# Objekt (Map) in Textfeld ausgeben



## Dodo2110 (21. Jul 2009)

Guten Tag,

kurz zur Situation:

Ein Lagerverwaltungsprogramm soll mit einer rudimentären GUI ausgestattet werden. Das Originalprogramm ist lauffähig, lediglich ein Textfeld, Buttons etc sollen implementiert werden.

Konkretes Problem:

Es exisitiert eine Klasse "Lager", die einen Konstruktor enthält, der wiederum ein Map-Objekt für den Lagerbestand erzeugt.

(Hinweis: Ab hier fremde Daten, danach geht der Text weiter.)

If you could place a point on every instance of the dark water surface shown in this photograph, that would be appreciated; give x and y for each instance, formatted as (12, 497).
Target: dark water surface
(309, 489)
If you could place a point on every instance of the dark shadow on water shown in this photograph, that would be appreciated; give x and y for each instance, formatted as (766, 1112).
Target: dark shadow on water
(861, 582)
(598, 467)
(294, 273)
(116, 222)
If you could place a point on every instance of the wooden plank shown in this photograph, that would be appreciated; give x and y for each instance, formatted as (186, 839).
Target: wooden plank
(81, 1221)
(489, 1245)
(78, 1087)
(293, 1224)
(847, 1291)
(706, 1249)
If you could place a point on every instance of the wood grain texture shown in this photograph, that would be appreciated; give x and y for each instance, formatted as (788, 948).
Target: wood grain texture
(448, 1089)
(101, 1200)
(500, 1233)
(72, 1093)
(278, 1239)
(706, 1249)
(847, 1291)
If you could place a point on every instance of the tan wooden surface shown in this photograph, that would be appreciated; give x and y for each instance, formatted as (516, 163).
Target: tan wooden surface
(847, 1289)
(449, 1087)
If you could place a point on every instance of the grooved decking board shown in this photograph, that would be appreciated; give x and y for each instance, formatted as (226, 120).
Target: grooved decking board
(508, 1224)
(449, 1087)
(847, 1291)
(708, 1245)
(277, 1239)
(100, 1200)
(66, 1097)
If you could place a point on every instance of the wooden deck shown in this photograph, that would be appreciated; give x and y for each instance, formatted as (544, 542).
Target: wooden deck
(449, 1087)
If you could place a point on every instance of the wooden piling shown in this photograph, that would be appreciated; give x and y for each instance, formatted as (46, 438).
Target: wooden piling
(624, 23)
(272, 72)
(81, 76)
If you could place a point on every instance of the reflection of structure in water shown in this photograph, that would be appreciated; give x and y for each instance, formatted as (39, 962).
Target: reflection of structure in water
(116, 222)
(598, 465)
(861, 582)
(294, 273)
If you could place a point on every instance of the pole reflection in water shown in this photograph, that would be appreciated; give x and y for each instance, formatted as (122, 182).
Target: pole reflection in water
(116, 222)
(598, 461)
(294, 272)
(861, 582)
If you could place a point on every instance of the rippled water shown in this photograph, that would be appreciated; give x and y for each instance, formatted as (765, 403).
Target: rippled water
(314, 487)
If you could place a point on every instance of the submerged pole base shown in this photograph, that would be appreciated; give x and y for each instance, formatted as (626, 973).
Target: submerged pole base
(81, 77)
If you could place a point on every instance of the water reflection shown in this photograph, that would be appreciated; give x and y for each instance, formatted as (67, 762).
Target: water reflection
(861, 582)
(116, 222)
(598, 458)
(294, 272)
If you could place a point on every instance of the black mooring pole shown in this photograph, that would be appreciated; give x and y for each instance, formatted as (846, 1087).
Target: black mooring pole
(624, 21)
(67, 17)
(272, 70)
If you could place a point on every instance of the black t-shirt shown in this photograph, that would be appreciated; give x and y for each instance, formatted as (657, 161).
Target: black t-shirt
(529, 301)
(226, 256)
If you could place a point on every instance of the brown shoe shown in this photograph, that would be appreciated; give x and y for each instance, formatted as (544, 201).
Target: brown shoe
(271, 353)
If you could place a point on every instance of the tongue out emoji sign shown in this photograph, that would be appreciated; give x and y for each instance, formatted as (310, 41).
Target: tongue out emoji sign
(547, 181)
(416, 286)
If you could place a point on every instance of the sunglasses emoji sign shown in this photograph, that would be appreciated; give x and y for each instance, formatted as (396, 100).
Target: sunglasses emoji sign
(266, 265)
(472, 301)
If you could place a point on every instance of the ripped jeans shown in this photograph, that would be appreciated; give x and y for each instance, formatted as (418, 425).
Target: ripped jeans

Die "keys" sind in diesem Falle Produktbezeichnungen und die "values" der aktuelle Lagerbestand.

Ich möchte nun den Lagerbestand in der von mir definierten TextArea ausgeben lassen.

Innerhalb der Klasse "Lager" existiert bereits eine Methode toString:

***Auszug***
[Java]
public String toString()														//Lager als String ausgeben					
{
	for(Iterator i=lager.keySet().iterator(); i.hasNext(); ) 
	for(Iterator j=lager.values().iterator(); j.hasNext(); ) 
	System.out.println(i.next()+"\t\t"+j.next());
	return new String("Liste Ende");
}
[/Java]

Nun war es angedacht bei Betätigen eines Buttons den Lagerbestand mittels der toString-Methode innerhalb des Textfensters anzeigen zu lassen und zwar wie folgt:


***Auszug Hauptprogramm***
[Java]
class Btn3 implements ActionListener	        // ActionListener Interface
 {public void actionPerformed(ActionEvent e)	//wenn ActionEvent von btn3 kommt
  {
    txa.append(System.out.println(""+Lag1));}								//Textausgabe in Textfeld
 }
[/Java]


Dieses funktioniert leider nicht wie gedacht, eine Kompilierung ist so nicht möglich. Gibt es noch andere Möglichkeiten?

Vielen Dank im Voraus!

Mit freundlichen Grüßen, 
Dodo

Edit: Wäre es unter Umständen hilfreich die Ausgabe der Methode toString der Klasse "lager" zunächst in einem String zu speichern und dann DIESEN String ausgeben zu lassen? Wenn ja, wie wird das am besten und einfachsten bewerkstelligt?


----------



## Verjigorm (21. Jul 2009)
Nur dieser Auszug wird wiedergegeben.